The physiatrists’ current approach to decision-making was assessed by asking which of four clinical decision-making examples shows the highest correspondence with their own usual way of decision-making. Each of the examples intends to reflect one of four approaches: (a) the paternalistic approach, (b) an approach where there is some degree of sharing, but the physiatrist is the sole decision-maker, (c) the shared decision-making approach and (d) the informed decision-making approach. Examples were constructed by Charles et al. (2004).
The same examples are used to gain insight in the levels of comfort physiatrists have with the various decision-making models. For each of the four examples, respondents were asked to indicate on a five-point Likert scale ranging from 1 (not comfortable) to 5 (extremely comfortable) how comfortable they are using that approach. A “high level of comfort” was operationalized as a score of 4 or 5.
2.3.3barriers and facilitators for shared decision-making.
To answer the research question how physiatrist view the applicability of shared decision-making with their specific patient group, respondents were asked to indicate for 19 factors to what extend they see the factor as a barrier for the decision-making process on a four-point Likert scale (with 1= never a barrier and 4= always a barrier). Another 11 factors were posed, asking the respondents to indicate for each factor if they considered it to be a facilitator for the decision making process, again on a four-point Likert scale (with 1=never a facilitator and 4=always a facilitator). The response categories were collapsed such that responses 1 and 2 were coded as ‘no, not a barrier’ and the categories 3 and 4 as ‘yes, a barrier’. The response categories for the question asking about facilitators were also collapsed. In accordance with Charles et al. (2004), responses 1 and 2 were coded as ‘no, not a facilitator’ and the categories 3 and 4 as ‘yes, a facilitator’.
2.3.4current use of and attitude towards decision aids
Respondents were asked to tick which of the seven decision aids they use during the decision-making process with their patients. The options ‘none of these’ and ‘other, namely’ are also included in the response format. The following question asked how often they use the decision aid(s) ticked at the previous question.

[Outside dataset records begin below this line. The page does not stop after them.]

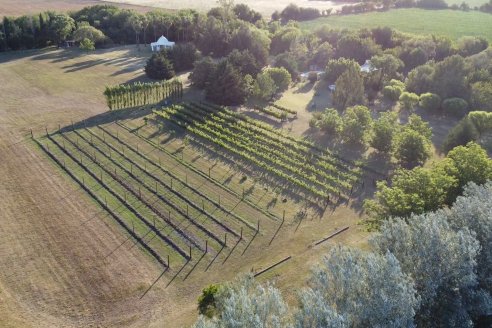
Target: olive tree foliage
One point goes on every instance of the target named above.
(349, 89)
(393, 90)
(84, 30)
(356, 125)
(245, 303)
(411, 148)
(315, 312)
(62, 26)
(473, 210)
(352, 282)
(87, 45)
(383, 132)
(408, 101)
(442, 262)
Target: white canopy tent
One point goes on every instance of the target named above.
(162, 43)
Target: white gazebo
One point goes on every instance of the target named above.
(162, 43)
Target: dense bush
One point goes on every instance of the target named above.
(289, 62)
(85, 31)
(455, 106)
(430, 102)
(426, 189)
(293, 12)
(470, 45)
(349, 89)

The final question of the questionnaire combines items from the questionnaire by Holmes-Rovner et al. (2000). The question poses 13 statements regarding decision aids. Each statement is followed by a five-point Likert scale on which the physiatrists can indicate to what extent they agree with the statement (1= strongly disagree, 5= strongly agree). An attitude score was obtained by averaging the scores on the 13 items. The scale showed a reliability of α= .758. This attitude score forms a measure of the physiatrist’s attitude towards the use of a decision-making aid. Scores are on a five-point scale running from 1 (negative attitude towards decision aids) till 5 (strongly positive attitude towards decision aids). Scores on item d (“a decision aid may cause some patients to make the wrong choice”), item i (“the majority of the patients does not wish to be involved in decision-making about their treatment”) and item j (“most patients prefer the doctor to take responsibility for their medical problems”) were reverse scored before computing the average score over all items.